There is an interesting story out this week of how comedians are avoiding college campuses due to the increasing levels of speech regulations and complaints over speech deemed insulting to any group. We have been discussing the rapid expansion of speech controls on campuses and the loss of core principles of free speech that once defined American academia. The rule today appears to be to laugh less and protest more on campus.
An example occurred last December when Bill Maher was the subject of a petition drive at the University of California Berkeley by activists opposed to his speaking at winter commencement because of his past remarks criticizing Muslims.
Other comedians reportedly shunning colleges and universities are Jerry Seinfeld, Larry the Cable Guy and Chris Rock. Seinfeld is quoted as saying “[Young people] just want to use these words: ‘That’s racist;’ ‘That’s sexist;’ ‘That’s prejudice.’ … They don’t know what the hell they’re talking about.”
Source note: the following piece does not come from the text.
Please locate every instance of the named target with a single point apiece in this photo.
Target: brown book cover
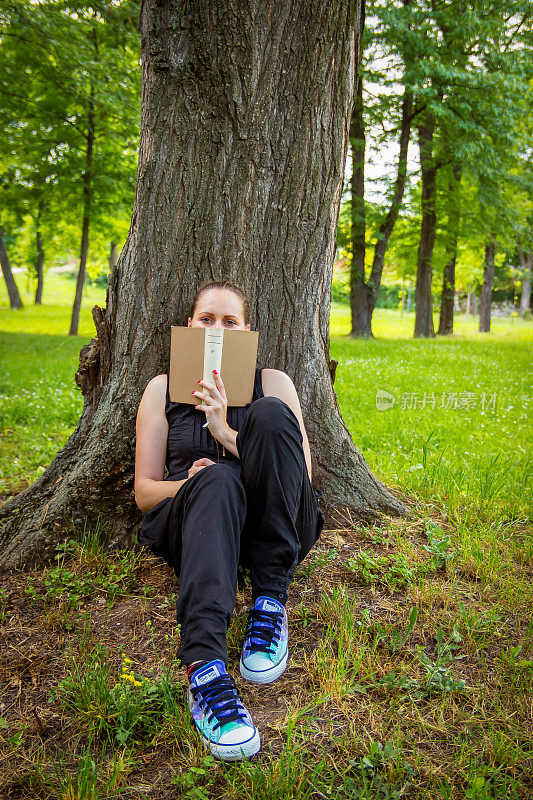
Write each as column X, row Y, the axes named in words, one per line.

I am more concerned about the loss of student than comedian speech. However, both reflect a growing trend toward speech regulation. Ironically, baby boomers who once renowned for free speech on campuses are now rallying to the cause of censorship and speech regulation in the name of pluralism. This includes faculty and students who have supported a California professor who not only destroyed a pro-life display but assaulted those voicing an opposing view to her own. Now that I think about it, there really is nothing funny about what is happening on campuses.